Formel 1

Formel 1: Mercedes findet Grund für Hamiltons Melbourne-Schaden

Lewis Hamiltons Australien GP wurde durch einen Schaden am Unterboden beeinträchtigt. Jetzt will Mercedes das Rätsel um den Auslöser gelöst haben.
von Jonas Fehling

Motorsport-Magazin.com - Warum verliert Lewis Hamilton plötzlich 20 Sekunden auf Valtteri Bottas? Diese Frage stellten sich nach dem Australien GP der Formel 1 nicht wenige Zuschauer. Wer etwas genauer hingesehen und zugehört hatte, dem waren jedoch relativ schnell gleich einige Gründe bekannt.

Nach einem verbockten Start des Weltmeisters befand sich Hamilton zum Konter eines Ferrari-Undercuts auf einer suboptimalen Strategie. Gegen Rennende fehlte infolgedessen durch völlige Aussichtslosigkeit einer Attacke auf den Sieg offenbar auch der große Drang, so richtig auf den Pinsel zu steigen. Noch dazu identifizierte Mercedes nach dem Rennen eine Beschädigung am hinteren Ende des Unterbodens an Hamiltons W10.

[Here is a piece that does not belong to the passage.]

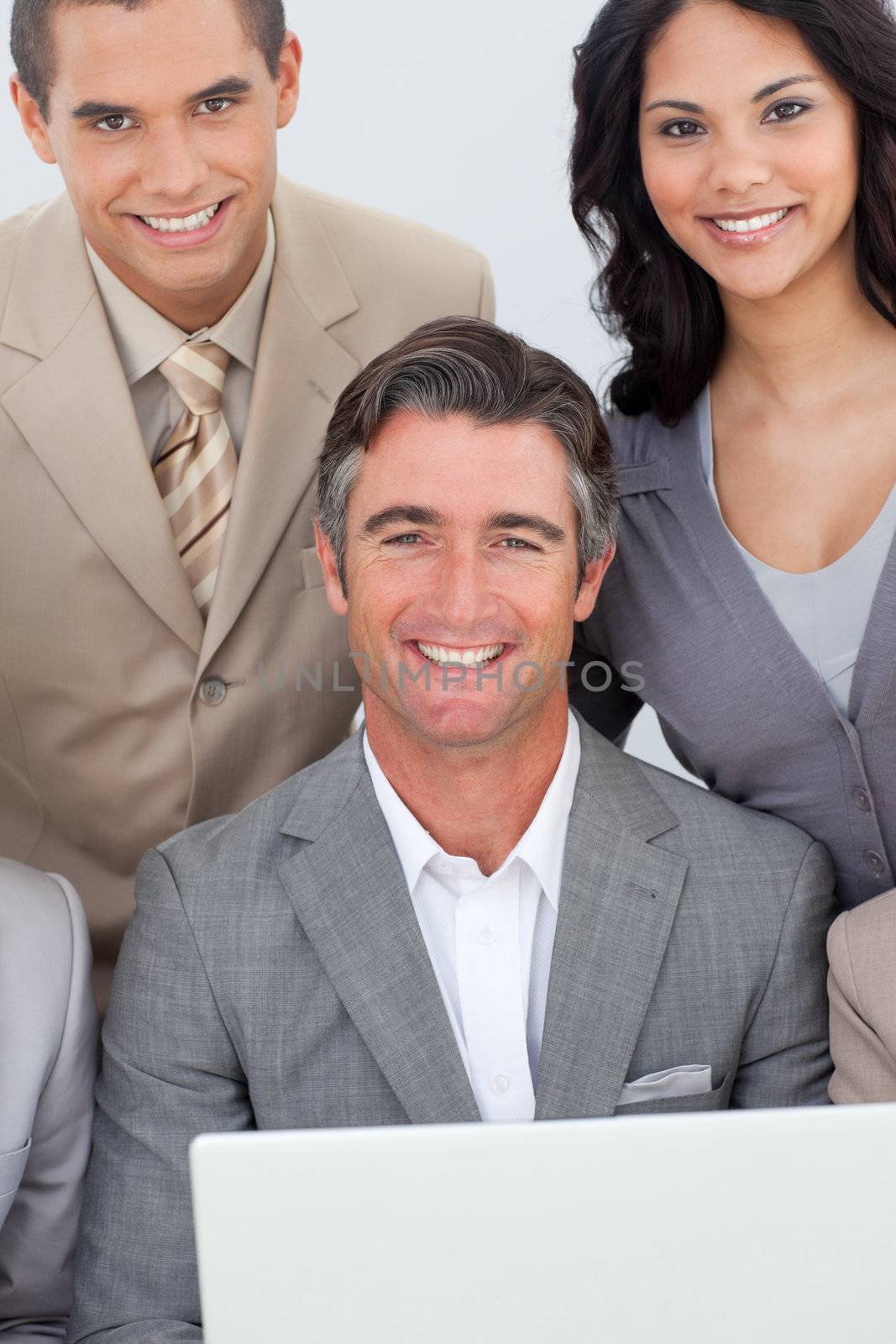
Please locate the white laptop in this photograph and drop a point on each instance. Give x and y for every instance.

Mercedes: Kerbs statt Trümmer der Auslöser

Das erklärte zusätzlich zum extrem langen zweiten Stint Hamiltons Klagen über die Balance am Boxenfunk. Nach dem Rennen zeigte sich Hamilton erleichtert, dass das weggebrochene Teil am Unterboden dafür mitverantwortlich gezeichnet hatte. Das minderte seinen eigenen Eindruck, selbst nicht den besten Job erledigt zu haben.

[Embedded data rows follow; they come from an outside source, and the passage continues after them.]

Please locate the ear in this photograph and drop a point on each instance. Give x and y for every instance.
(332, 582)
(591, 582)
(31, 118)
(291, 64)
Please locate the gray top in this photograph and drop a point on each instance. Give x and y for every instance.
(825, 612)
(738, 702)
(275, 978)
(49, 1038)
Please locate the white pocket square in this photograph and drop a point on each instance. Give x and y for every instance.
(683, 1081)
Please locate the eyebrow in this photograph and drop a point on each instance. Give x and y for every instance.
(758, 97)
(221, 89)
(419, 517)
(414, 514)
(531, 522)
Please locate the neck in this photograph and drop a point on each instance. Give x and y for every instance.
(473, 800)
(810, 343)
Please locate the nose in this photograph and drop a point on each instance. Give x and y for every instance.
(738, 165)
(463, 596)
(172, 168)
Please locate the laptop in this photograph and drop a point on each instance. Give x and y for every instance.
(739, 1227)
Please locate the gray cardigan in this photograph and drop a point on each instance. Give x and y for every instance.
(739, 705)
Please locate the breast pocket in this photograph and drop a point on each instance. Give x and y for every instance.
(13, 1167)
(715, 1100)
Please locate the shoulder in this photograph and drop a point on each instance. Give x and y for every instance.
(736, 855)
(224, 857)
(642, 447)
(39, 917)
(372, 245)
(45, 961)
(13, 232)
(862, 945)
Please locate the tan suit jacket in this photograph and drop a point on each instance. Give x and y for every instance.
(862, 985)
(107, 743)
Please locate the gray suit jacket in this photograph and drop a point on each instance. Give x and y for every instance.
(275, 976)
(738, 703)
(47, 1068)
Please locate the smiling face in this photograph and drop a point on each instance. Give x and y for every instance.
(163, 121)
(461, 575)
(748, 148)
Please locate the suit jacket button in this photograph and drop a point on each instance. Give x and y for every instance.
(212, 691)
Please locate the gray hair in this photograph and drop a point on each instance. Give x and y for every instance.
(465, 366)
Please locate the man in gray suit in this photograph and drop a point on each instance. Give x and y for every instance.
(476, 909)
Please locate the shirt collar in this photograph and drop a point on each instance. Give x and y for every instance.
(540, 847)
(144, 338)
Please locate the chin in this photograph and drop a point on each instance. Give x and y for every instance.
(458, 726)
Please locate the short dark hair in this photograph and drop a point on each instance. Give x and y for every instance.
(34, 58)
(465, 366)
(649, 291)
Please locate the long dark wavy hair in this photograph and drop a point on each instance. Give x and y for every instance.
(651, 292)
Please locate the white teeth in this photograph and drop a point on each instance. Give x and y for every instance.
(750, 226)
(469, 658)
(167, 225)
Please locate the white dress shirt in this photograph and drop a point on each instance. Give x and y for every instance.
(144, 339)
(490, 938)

Australien GP 2019: Wie stark war Bottas? Wie schwach Ferrari?: (08:02 Min.)

Hamilton merkte zudem an, sich bereits ab der vierten Runde nicht mehr wohlgefühlt zu haben und vermutete ein Trümmerteil als Ursache. Das allerdings scheint nicht der Fall gewesen zu sein. Wie Mercedes nun in seinem auch 2019 wieder angebotenen Rückblick-Video "Pure Pit Wall" mitteilt, steckte offenbar etwas anderes hinter dem Schaden.

Mercedes: Extrem anfälliger Bereich

"Wir glauben, dass wir ihn (den Schaden, Anm. d. Red.) während des Rennens erlitten haben als wir über einige der Kerbs gefahren sind", berichtet Mercedes-Chefstratege James Vowles in seiner Analyse. Dazu lieferte Mercedes ein Detailfoto der betreffenden Stelle unmittelbar vor dem linken Hinterreifen.

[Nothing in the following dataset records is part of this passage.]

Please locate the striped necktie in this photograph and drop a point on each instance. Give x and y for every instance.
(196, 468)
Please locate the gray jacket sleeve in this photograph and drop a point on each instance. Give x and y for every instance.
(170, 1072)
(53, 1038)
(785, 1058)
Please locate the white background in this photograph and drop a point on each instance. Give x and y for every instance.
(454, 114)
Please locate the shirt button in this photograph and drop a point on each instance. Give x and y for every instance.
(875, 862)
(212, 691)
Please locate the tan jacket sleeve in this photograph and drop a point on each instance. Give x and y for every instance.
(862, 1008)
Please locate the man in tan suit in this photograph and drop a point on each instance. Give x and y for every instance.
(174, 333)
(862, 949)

"Wenn man sich diese Aufnahme ansieht, dann erkennt man das gebrochene Karbon direkt vor dem Hinterreifen am Unterboden. Dieser Bereich ist aerodynamisch ziemlich anfällig - für beides, Downforce und Balance des Autos", beschreibt Vowles, warum Hamilton so sensibel auf den vermeintlich kleinen Schaden reagiert hatte.

Mercedes: Harter Hamilton-Job schmälert Bottas' Leistung nicht

Deshalb habe der Brite eine fantastischen Job geleistet, das Rennen überhaupt noch auf diesem Niveau beendet zu haben, so Vowles. Zumal die alles andere als auf Rennzeit optimierte Strategie die für Hamilton schon kritische Lage nur noch zusätzlich verschärft habe. "Er musste die Reifen massiv managen, was sein Vorankommen über das Rennen hinweg beeinträchtigt hat", so Vowles.

Bottas' Leistung würden diese gewaltigen Turbulenzen seines Teamkollegen jedoch nicht schmälern. "Valtteri war das ganze Wochenende voll da. Er war schon im Qualifying voll in der Verlosung für die Pole Position und es war erst Lewis' fantastische Runde, die ihn wirklich nach vorne gebracht hat", sagt Vowles.

"Aber am Renntag war sein Start wieder perfekt. Er war in der Lage, die Führung des Rennens zu übernehmen und dann hat er Runde um Runde eine kleine Lücke zu den anderen hinter ihm aufgemacht."